The Arizona Coyotes did something few people suspected at this year's draft. They decided to forego a defenceman with the 7th overall pick and instead chose Clayton Keller, a highly skilled playmaker from the United Sates National Development Team.
GM John Chayka has shown that he is willing to go high-risk, high-reward. Let’s look at why Keller could be one the highest rewards ryet.
#3 - Clayton Keller - Center - USNDT/Boston University - 7th overall pick, 2016 NHL Draft
Highest Rank: 3
Lowest Rank: 11
Born in Chesterfield, Missouri and raised in Swansea, Illinois, Clayton Keller is one of the growing number of smaller, highly skilled players that have been gaining prominence in the NHL lately. At 5’ 10", 170 pounds Keller is a player in the image of Tyler Johnson (5’ 8", 185 pounds), Johnny Gaudreau (5’9" 157"), or Mitch Marner (5’11", 164 pounds).

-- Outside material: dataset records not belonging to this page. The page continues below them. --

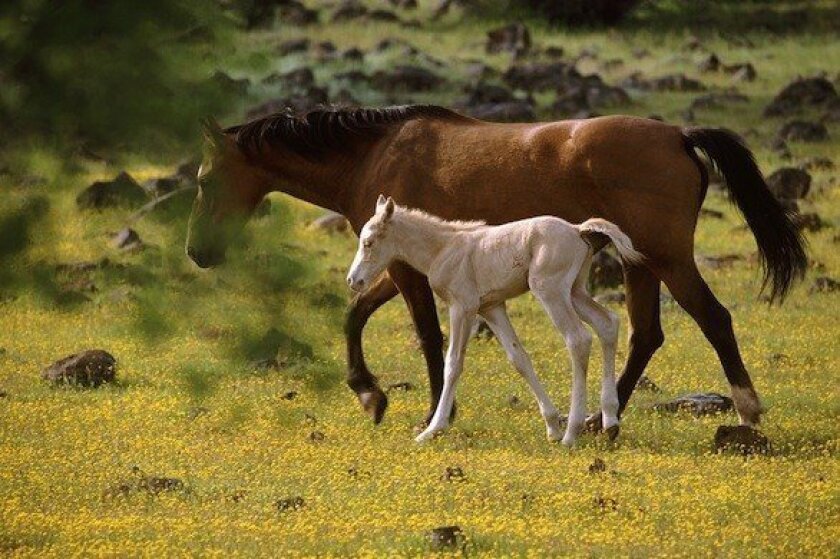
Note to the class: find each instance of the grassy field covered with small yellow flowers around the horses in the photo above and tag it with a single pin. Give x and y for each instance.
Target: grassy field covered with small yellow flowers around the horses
(190, 405)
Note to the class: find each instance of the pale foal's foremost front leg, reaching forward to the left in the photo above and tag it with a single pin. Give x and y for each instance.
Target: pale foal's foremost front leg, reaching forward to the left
(460, 324)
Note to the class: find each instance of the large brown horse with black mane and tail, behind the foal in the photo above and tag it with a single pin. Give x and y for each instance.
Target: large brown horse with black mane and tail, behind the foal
(643, 175)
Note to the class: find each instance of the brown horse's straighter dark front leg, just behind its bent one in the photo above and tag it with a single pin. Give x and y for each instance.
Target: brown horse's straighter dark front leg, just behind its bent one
(421, 304)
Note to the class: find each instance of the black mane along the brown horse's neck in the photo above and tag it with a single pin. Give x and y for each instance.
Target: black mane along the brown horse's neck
(325, 130)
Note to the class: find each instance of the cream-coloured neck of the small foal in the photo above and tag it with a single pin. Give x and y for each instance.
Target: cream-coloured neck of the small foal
(419, 242)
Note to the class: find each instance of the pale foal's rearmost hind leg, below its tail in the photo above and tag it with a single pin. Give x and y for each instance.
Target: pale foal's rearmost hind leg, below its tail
(605, 323)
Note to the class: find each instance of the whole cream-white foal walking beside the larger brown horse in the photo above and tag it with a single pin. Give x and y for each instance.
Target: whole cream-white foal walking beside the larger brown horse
(475, 268)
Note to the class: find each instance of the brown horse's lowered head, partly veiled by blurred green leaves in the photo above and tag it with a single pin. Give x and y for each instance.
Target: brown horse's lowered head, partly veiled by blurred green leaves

Clayton Keller has exceeded at every level of hockey he has played thus far. Coming from the growing United States National Team Development Program, Keller was a point per game player with the U17 and U18 teams and with the US team at the IIHF World U18 Championship in 2015 and 2016. He currently holds the record for most assists in a season with the USNTDP with 70 and all-time points with 182. For comparison the USNTDP has notable alumni like Patrick Kane and Auston Matthews, and Keller bested them all.
Keller’s game is highlighted by his skating, his vision, and his ability to create offense. At the prospect development camp scrimmage, Keller was able to stand out against older draft picks like Dylan Strome and Christian Dvorak by showcasing his creativity in the offensive zone. He isn’t all offense either; the USNTDP used him for defensive draws and penalty kills regularly.

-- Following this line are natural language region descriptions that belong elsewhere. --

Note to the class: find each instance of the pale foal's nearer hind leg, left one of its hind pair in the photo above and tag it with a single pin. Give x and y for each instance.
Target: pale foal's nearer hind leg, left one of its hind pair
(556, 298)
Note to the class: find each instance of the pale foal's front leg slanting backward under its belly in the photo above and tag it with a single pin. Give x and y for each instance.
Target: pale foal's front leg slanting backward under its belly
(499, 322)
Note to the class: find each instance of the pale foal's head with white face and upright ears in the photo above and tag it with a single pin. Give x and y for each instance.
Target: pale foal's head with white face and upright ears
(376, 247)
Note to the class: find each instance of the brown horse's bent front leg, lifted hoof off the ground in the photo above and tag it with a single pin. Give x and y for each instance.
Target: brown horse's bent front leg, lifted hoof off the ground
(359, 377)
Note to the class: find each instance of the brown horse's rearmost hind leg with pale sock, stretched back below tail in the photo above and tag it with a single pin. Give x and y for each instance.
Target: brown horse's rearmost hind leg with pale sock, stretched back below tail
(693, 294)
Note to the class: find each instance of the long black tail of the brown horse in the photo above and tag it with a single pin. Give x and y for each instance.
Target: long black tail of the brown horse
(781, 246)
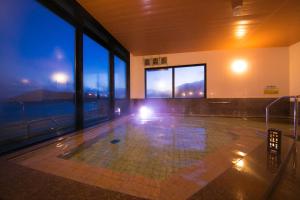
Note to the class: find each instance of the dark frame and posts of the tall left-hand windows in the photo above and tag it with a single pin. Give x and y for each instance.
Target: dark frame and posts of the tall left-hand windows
(84, 23)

With all the skills necessary to be a great playmaker in the NHL, it's only a matter of time before Keller is set to make an impact for the Coyotes. Keller could be for the Coyotes what Ray Whitney (another short player at 5’ 10") was during his two seasons with the team, a highly skilled player who had the ability to carry the team’s offense for stretches.
Keller still has a ways to go before he is going to see action in the NHL, and a year at Boston University should help. Right now strength may be the biggest area he should focus on, and as we have noted in the past, the shorter NCAA schedule should allow more time to build strength in the next year. He will also likely have to move over from center to wing, which if anything should actually make his adjustment to the NHL easier.
Keller has stated his plan is to be ready to make the Coyotes by the 2017-18 season, which is a lofty goal, But for Clayton Keller, it's one that is definitely possible.